Le Débat sur la Corrida de Taureaux en Corée du Sud

La  Corée du Sud  n’est pas seulement reconnue pour son avancement technologique et sa culture K-pop. En réalité, à plus de 10 000 kilomètres de l’Espagne, elle est également le théâtre d’un intense débat concernant la  corrida de taureaux . C’est ici que des politiciens, des militants pour les droits des animaux et des éleveurs se confrontent sur la question : doit-on maintenir ces traditions ? Il est important de noter que les spectacles en Corée ne ressemblent pas directement à ceux d’Espagne, mais la  violence  qui y est souvent présente suscite des inquiétudes. En effet, les animaux peuvent se retrouver dans des situations douloureuses, qu’il s’agisse de blessures ou de traumatismes.

La Tradition de Cheongdo

La petite ville de  Cheongdo , située dans la province de  Gyeongsang du Nord , possède un  stade taurin  capable d’accueillir des milliers de spectateurs. Chaque printemps, un festival qui présente ces combats de taureaux attire un grand nombre de visiteurs. Cette tradition n’est pas nouvelle ; des références à la corrida dans cette région remontent au  XVIe siècle . Il est donc intéressant d’explorer comment ce spectacle, bien que distinct de la corrida espagnole, est ancré dans les  coutumes coréennes .

Un Spectacle Différent

La  corrida  en Corée du Sud diffère de la pratique espagnole. Au lieu d’un rapport homme-animal, les combats rassemblent deux taureaux qui s’affrontent. Les propriétaires peuvent parfois inciter leurs animaux à se battre, notamment en utilisant des  argollas  installées sur des jeunes animaux. L’objectif n’est pas de tuer l’un des animaux, mais de déterminer le vainqueur grâce à un acte de retrait lorsque l’un des taureaux se retourne, mettant ainsi fin au combat sans effusion de sang.

Le  maire de Cheongdo , Lee Seung-yool, défend la pratique, en affirmant que la culture taurin coréenne est fondamentalement différente : « En Espagne, le torero tue le taureau. En Corée, nous sommes fiers de ne pas tuer nos animaux lors de ces spectacles. »

Un Débat Pour et Contre

La question de la corrida en Corée est disputée, similaire au débat existant en Espagne sur le bien-fondé de ces traditions. Les  critiqueurs  soutiennent que ces corridas constituent un  maltraitance animale , tandis que les défenseurs affirment que les taureaux sont bien soignés et que les combats font partie de la tradition culturelle coréenne.
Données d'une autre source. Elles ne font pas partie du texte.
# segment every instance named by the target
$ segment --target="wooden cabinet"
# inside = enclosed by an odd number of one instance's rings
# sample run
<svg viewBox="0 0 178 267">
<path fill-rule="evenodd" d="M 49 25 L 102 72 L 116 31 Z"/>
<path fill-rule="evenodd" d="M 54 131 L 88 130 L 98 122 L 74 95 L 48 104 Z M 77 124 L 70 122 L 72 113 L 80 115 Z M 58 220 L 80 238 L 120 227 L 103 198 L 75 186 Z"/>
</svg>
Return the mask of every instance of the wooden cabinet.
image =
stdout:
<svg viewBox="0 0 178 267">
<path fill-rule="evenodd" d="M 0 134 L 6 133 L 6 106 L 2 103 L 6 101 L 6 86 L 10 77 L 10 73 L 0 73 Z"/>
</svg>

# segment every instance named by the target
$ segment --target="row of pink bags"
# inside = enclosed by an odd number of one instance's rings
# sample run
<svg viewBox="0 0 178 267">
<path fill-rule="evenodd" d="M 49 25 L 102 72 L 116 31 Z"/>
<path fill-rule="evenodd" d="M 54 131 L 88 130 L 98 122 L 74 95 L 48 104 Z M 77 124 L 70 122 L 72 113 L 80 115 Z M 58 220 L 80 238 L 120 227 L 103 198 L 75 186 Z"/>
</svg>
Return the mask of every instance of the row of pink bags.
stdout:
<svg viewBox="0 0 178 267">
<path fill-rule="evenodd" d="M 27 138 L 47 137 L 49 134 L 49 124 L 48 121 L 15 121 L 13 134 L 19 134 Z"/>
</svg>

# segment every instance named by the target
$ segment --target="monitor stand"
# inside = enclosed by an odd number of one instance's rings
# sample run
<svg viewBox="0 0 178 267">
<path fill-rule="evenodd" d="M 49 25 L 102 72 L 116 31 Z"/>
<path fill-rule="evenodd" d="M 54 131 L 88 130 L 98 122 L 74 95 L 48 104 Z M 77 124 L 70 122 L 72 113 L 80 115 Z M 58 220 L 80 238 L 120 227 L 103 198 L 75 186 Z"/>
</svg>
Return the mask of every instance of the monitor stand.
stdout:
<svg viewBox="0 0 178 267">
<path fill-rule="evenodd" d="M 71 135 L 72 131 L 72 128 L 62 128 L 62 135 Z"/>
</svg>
Un rapport d’une  organisation bien connue , Animal Liberation Wave, révèle que jusqu’à  40%  des taureaux peuvent refuser de participer aux combats. Ce refus pourrait être interprété comme une forme de maltraitance. Les défenseurs des droits des animaux soulignent également qu’environ  70%  des personnes interrogées expriment des préoccupations quant aux conditions de ces spectacles.

L’Opinion du Public et la Politique

Le débat sur la corrida a pris de l’ampleur au point de susciter l’attention des médias, tant nationaux qu’internationaux. Par exemple, de  grands journaux  tels que The New York Times et The Economist ont couvert cette controverse. Des  campagnes de signatures  en faveur de l’interdiction des corridas ont déjà recueilli plus de  45 000 soutiens , ce qui montre l’importance de la mobilisation autour de cette question.
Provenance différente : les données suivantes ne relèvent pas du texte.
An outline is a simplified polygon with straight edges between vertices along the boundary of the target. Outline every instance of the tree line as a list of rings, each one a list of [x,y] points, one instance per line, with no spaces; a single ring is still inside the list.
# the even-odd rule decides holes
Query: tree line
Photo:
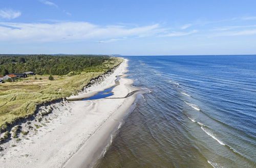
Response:
[[[32,71],[39,75],[66,75],[102,64],[109,56],[0,55],[0,75]]]

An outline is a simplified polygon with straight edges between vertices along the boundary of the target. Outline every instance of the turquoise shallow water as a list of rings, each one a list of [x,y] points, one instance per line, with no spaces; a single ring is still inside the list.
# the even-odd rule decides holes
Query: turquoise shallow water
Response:
[[[126,58],[152,92],[98,167],[255,166],[255,55]]]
En 2023, la Corée du Sud dispose d’une loi de protection animale instaurée dans les années 90 prohibant la maltraitance des animaux dans des activités de divertissement. Cependant, cette loi présente des lacunes, notamment une exception pour les  jeux folkloriques , qui inclut les corridas.

Conclusion

Le avenir des loups taureaux en Corée du Sud constitue un sujet de débat passionné, aussi bien sur le plan culturel que moral. Alors que certains considèrent la corrida comme une manifestation de leur patrimoine, d’autres y voient une forme de souffrance injustifiable infligée aux animaux. La société coréenne se trouve à un carrefour, où tradition et modernité doivent coexister, et il est essentiel que le dialogue continue pour en trouver un équilibre respectueux et éthique.